The mechanisms that promote liver injury in non-alcoholic fatty liver disease (NAFLD) are yet to be thoroughly elucidated. As such, effective treatment strategies are lacking and novel therapeutic targets are required. Iron has been widely implicated in the pathogenesis of NAFLD and represents a potential target for treatment. Relationships between serum ferritin concentration and NAFLD are noted in a majority of studies, although serum ferritin is an imprecise measure of iron loading. Numerous mechanisms for a pathogenic role of hepatic iron in NAFLD have been demonstrated in animal and cell culture models. However, the human data linking hepatic iron to liver injury in NAFLD is less clear, with seemingly conflicting evidence, supporting either an effect of iron in hepatocytes or within reticulo-endothelial cells. Adipose tissue has emerged as a key site at which iron may have a pathogenic role in NAFLD. Evidence for this comes indirectly from studies that have evaluated the role of adipose tissue iron with respect to insulin resistance. Adding further complexity, multiple strands of evidence support an effect of NAFLD itself on iron metabolism. In this review, we summarise the human and basic science data that has evaluated the role of iron in NAFLD pathogenesis.
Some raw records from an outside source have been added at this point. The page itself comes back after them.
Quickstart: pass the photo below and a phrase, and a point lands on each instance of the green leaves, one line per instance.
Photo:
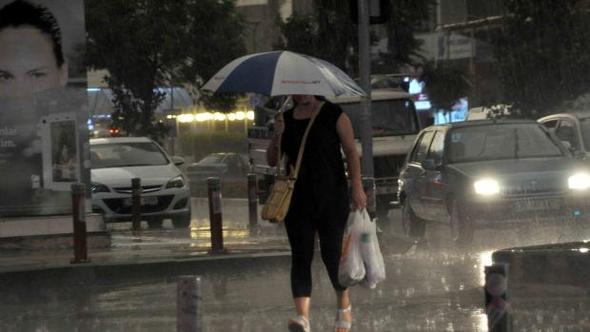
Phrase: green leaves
(542, 51)
(146, 44)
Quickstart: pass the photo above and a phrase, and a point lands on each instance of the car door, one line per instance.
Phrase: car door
(434, 185)
(567, 131)
(414, 174)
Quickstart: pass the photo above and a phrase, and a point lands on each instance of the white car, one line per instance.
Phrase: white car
(165, 191)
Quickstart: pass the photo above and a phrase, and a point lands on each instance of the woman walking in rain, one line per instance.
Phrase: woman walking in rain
(320, 202)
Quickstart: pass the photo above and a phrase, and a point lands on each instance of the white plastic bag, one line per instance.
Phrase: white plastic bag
(351, 270)
(371, 253)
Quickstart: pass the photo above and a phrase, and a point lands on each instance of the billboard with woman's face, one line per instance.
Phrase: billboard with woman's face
(43, 135)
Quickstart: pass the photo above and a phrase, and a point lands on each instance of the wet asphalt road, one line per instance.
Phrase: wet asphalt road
(429, 288)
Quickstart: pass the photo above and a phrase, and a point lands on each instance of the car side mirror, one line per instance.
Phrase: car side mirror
(580, 154)
(177, 160)
(429, 165)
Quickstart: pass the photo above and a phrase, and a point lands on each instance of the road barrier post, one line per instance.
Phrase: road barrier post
(252, 201)
(188, 296)
(79, 220)
(369, 188)
(215, 218)
(497, 306)
(136, 203)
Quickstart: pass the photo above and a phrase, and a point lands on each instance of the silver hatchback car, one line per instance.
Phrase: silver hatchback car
(165, 191)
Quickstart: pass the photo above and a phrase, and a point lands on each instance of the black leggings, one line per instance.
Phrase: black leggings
(301, 230)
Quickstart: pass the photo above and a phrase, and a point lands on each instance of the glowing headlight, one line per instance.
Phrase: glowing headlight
(579, 181)
(98, 188)
(177, 182)
(486, 187)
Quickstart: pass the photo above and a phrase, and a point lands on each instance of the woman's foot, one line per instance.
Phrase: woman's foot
(343, 320)
(299, 324)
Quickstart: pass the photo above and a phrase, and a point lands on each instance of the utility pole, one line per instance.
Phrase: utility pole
(366, 126)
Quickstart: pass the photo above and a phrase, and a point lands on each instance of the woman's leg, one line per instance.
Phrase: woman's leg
(331, 231)
(301, 238)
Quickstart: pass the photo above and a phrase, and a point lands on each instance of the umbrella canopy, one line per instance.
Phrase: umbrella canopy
(283, 73)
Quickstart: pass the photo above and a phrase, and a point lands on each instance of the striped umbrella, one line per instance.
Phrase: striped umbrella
(283, 73)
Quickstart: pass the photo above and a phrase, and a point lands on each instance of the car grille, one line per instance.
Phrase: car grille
(117, 205)
(534, 188)
(388, 166)
(144, 189)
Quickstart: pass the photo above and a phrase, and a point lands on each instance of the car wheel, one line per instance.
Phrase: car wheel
(461, 227)
(155, 223)
(413, 226)
(183, 221)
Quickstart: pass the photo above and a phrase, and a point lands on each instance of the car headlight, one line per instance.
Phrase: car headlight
(579, 181)
(98, 188)
(177, 182)
(486, 187)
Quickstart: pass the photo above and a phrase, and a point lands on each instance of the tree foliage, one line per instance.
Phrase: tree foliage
(406, 16)
(330, 34)
(327, 33)
(145, 44)
(543, 53)
(445, 85)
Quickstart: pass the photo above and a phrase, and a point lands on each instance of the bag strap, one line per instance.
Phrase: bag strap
(302, 146)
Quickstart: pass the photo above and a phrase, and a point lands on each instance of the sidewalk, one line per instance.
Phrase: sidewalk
(152, 253)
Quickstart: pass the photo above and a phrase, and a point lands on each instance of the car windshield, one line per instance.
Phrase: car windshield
(585, 128)
(388, 117)
(211, 159)
(500, 141)
(126, 155)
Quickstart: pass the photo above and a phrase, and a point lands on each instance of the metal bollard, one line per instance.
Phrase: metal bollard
(215, 219)
(497, 306)
(369, 188)
(252, 201)
(188, 295)
(79, 219)
(136, 203)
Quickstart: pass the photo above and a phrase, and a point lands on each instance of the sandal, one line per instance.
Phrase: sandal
(340, 322)
(299, 324)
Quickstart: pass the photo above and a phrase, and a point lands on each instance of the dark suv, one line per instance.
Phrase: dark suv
(485, 173)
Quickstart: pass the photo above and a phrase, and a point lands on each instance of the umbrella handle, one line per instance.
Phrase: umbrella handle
(279, 113)
(284, 105)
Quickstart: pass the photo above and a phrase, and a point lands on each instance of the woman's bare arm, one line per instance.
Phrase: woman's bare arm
(346, 133)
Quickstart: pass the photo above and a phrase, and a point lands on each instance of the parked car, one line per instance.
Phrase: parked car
(165, 191)
(232, 168)
(486, 173)
(573, 129)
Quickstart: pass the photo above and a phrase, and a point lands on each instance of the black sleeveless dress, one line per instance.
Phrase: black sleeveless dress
(321, 189)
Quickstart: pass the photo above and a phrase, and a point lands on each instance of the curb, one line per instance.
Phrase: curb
(552, 264)
(98, 273)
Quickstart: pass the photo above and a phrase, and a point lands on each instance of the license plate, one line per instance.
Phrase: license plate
(148, 200)
(536, 205)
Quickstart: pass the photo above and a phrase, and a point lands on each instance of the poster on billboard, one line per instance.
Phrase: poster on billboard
(43, 106)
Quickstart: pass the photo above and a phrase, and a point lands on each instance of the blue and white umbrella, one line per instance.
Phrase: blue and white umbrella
(283, 73)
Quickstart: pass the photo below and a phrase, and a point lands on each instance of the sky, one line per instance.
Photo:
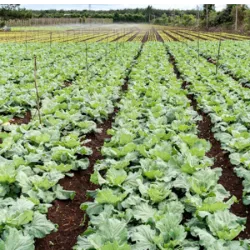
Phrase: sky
(112, 6)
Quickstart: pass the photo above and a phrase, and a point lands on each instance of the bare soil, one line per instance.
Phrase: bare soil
(133, 37)
(71, 219)
(229, 179)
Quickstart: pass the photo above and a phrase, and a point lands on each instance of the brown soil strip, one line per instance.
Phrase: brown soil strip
(211, 60)
(67, 214)
(215, 37)
(229, 179)
(157, 35)
(103, 39)
(91, 38)
(196, 36)
(119, 37)
(174, 38)
(145, 38)
(133, 37)
(182, 35)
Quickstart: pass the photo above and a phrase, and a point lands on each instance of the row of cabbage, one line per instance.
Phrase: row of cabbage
(155, 173)
(54, 68)
(34, 157)
(226, 102)
(233, 58)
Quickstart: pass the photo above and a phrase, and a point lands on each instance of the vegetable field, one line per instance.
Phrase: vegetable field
(111, 33)
(113, 145)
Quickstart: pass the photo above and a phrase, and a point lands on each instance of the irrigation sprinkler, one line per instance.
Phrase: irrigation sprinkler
(37, 93)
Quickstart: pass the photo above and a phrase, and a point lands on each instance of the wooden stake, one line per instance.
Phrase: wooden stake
(198, 45)
(218, 57)
(87, 67)
(37, 94)
(50, 39)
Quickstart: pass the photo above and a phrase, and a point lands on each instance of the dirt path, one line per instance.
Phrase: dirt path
(67, 214)
(229, 179)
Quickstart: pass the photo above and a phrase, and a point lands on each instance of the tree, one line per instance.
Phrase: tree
(207, 8)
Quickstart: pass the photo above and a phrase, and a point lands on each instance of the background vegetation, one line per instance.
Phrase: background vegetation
(206, 18)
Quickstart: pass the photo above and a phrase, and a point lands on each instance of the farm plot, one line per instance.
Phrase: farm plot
(135, 150)
(227, 104)
(110, 33)
(157, 187)
(232, 59)
(34, 157)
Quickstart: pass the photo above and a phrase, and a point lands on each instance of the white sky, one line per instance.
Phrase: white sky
(112, 6)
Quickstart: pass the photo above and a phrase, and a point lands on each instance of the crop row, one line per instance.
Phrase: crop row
(232, 58)
(226, 102)
(155, 173)
(35, 157)
(109, 35)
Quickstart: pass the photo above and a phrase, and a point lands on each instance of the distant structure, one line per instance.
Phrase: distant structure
(6, 28)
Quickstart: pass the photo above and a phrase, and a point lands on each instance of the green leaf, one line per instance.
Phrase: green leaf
(40, 226)
(109, 196)
(13, 239)
(115, 246)
(116, 177)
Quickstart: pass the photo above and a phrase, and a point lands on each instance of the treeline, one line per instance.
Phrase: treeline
(12, 11)
(208, 17)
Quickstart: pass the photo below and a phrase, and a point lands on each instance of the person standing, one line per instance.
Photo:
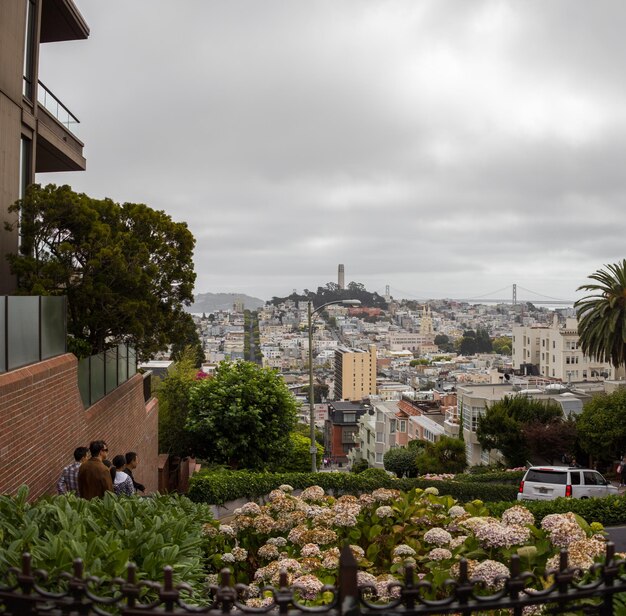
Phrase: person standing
(68, 481)
(122, 483)
(94, 478)
(132, 460)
Keywords: Iron; Fatty liver; Liver steatosis; Insulin resistance; Steatohepatitis; Diabetes mellitus; Adipose tissue

Core tip: Iron represents a potential therapeutic target for the treatment of non-alcoholic fatty liver disease (NAFLD). There are extensive data that link iron and disease pathogenesis in human studies as well as animal and cell culture models. Studies have predominantly focussed on the role of hepatic iron, although recently adipose tissue has emerged as a site at which iron may promote insulin resistance. In this review, we summarize the human and basic science data that have evaluated the role of iron in NAFLD pathogenesis.